Racing to Save Mexico City's Floating Gardens Frederic Saliba - Worldcrunch | |
go to original June 13, 2015 |
Farmer working in a chinampa, in Xochimilco (ARCA)
Pelicans glide in arrow formation over the lake at Xochimilco, south of Mexico City, as two elegant herons stand in the water and stare at a boatload of tourists. Extending across 7,500 hectares of canals and gardens, this bucolic landscape displays a range of greens almost unimaginable, all in sharp contrast to the smog and frenzy of the Mexican capital right next door.
The lake is the setting of chinampas, the floating vegetable gardens developed here more than 500 years ago. They are one of the last remaining features of the ancient Aztec capital of Mexico-Tenochtitlán, conquered by Spaniards in 1521.
Five centuries on, this network of waterways and artificial islands, a UNESCO World Heritage Site, is threatened by the city's disorderly expansion and over-exploitation of its water resources. The government of Mexico City has an action plan, financed by France, to save this enormous district of the capital that is also the home of ancestral farming traditions and exceptional biodiversity.
"There is no time to lose," says resident Claudia Zenteno, pointing with clear frustration at plastic bottles, bags and cans floating in the dark, stagnant water outside her house.

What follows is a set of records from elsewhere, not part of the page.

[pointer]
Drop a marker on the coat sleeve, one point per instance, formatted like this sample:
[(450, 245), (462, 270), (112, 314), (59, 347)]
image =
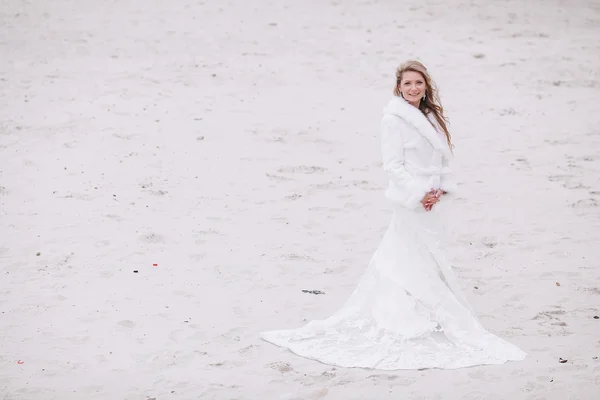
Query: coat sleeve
[(409, 192)]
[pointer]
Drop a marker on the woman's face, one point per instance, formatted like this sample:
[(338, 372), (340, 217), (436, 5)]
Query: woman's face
[(412, 86)]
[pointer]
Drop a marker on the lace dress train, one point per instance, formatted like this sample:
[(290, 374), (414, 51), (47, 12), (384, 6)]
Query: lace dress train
[(407, 311)]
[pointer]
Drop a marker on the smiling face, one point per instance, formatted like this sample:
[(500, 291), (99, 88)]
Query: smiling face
[(412, 87)]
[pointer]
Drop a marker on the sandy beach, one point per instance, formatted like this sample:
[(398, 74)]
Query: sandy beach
[(174, 173)]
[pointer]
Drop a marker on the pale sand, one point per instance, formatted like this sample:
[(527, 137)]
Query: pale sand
[(237, 147)]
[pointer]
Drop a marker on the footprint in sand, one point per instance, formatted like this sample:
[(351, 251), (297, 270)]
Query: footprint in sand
[(152, 238), (280, 366), (302, 169), (126, 324)]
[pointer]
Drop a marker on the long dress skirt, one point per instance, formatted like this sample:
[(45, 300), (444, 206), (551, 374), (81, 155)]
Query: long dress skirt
[(406, 312)]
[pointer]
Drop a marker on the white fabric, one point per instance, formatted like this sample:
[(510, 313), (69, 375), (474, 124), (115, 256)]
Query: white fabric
[(407, 311)]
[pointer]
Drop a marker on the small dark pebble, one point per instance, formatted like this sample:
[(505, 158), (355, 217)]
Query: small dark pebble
[(313, 291)]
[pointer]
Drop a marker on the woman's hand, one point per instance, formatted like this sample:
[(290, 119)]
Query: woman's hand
[(431, 198)]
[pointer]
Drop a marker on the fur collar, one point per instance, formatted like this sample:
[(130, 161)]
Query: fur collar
[(401, 108)]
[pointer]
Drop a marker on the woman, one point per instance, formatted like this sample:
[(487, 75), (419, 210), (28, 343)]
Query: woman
[(407, 311)]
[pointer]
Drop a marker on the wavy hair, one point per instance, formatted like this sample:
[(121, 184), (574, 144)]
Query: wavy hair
[(430, 103)]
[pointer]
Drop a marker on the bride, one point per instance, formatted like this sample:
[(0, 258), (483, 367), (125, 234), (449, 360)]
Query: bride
[(407, 311)]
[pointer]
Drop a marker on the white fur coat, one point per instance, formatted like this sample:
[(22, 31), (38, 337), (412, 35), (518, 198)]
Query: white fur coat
[(415, 155)]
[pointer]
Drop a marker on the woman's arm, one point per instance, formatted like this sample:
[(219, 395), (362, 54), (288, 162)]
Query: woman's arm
[(410, 189)]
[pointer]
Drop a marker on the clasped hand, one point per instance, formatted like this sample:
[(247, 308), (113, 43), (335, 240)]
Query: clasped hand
[(431, 198)]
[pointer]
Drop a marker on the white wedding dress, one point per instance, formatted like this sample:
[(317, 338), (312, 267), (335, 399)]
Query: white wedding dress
[(407, 311)]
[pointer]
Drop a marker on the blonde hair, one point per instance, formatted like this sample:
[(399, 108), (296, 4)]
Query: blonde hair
[(430, 103)]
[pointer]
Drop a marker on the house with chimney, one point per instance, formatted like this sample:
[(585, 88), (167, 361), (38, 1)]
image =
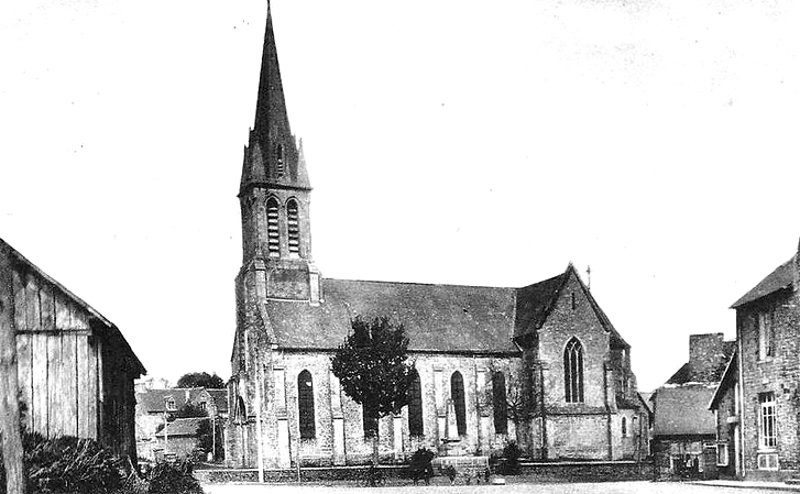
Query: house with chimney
[(768, 332), (684, 429)]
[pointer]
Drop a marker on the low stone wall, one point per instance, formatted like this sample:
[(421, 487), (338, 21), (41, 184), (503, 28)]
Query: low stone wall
[(589, 471)]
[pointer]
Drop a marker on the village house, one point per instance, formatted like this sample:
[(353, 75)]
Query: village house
[(548, 346), (725, 405), (768, 332), (684, 429), (156, 407), (76, 371)]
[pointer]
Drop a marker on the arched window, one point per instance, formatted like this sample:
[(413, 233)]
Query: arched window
[(241, 410), (294, 227), (457, 394), (573, 371), (415, 426), (305, 405), (273, 235), (280, 160), (370, 422), (499, 403)]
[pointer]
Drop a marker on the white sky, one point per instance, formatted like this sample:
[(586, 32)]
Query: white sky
[(464, 142)]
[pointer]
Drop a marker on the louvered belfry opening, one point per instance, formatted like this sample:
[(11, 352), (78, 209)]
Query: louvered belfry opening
[(273, 232), (292, 212)]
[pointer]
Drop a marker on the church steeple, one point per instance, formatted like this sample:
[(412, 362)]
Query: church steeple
[(274, 195), (273, 155)]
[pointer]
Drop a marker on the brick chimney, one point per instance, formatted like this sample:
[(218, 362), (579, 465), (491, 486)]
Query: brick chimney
[(706, 353)]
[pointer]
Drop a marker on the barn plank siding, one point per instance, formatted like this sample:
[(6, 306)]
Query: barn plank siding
[(41, 395), (19, 303), (69, 383), (82, 371), (32, 310), (93, 394), (48, 307), (25, 375), (55, 424)]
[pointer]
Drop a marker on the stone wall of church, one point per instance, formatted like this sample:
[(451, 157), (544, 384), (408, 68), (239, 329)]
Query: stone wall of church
[(339, 427)]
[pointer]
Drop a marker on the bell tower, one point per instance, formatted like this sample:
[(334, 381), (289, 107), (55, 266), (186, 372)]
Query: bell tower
[(274, 196)]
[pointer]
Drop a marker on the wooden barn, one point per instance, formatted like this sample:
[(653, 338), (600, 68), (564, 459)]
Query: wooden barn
[(76, 370)]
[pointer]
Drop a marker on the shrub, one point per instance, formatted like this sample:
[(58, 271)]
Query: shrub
[(511, 455), (67, 464), (420, 466), (173, 478)]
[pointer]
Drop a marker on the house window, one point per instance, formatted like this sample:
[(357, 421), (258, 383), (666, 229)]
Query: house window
[(273, 235), (766, 334), (294, 227), (573, 371), (279, 160), (722, 454), (370, 421), (415, 425), (767, 461), (305, 405), (499, 403), (767, 430), (457, 394)]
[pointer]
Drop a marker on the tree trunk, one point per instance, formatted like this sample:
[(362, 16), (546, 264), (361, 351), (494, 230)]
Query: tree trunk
[(376, 459), (9, 386)]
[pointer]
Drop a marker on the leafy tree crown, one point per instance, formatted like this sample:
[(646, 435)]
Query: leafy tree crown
[(372, 365)]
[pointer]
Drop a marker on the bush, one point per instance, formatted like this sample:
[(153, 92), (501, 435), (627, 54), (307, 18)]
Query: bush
[(173, 478), (420, 466), (67, 464), (511, 455)]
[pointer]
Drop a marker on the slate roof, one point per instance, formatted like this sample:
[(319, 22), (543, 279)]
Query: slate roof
[(182, 427), (130, 358), (729, 379), (220, 397), (440, 318), (779, 279), (683, 411), (154, 400)]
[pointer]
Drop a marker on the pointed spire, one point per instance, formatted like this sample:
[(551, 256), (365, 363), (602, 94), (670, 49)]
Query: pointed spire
[(272, 119)]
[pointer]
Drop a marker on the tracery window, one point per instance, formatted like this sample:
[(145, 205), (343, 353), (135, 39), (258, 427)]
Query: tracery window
[(499, 403), (457, 394), (415, 423), (573, 371), (305, 405), (273, 234)]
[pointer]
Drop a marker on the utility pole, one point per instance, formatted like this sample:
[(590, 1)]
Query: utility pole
[(9, 381)]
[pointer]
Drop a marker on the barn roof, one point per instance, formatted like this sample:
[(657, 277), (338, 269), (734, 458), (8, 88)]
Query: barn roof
[(130, 357), (683, 411), (781, 278)]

Zenteno, a 50-year-old former accountant turned environmentalist, lives by the lake, in a part removed from the piers and boat tours where the water is regularly cleaned for the 1.2 million tourists who visit every year. "We used to have a wonderful view when we arrived here in 1995," she says. "It's a shantytown today."
A signpost nearby states that this is a "protected natural area where building is forbidden." Yet dozens of shacks have mushroomed here, and their sewage goes straight into the lake.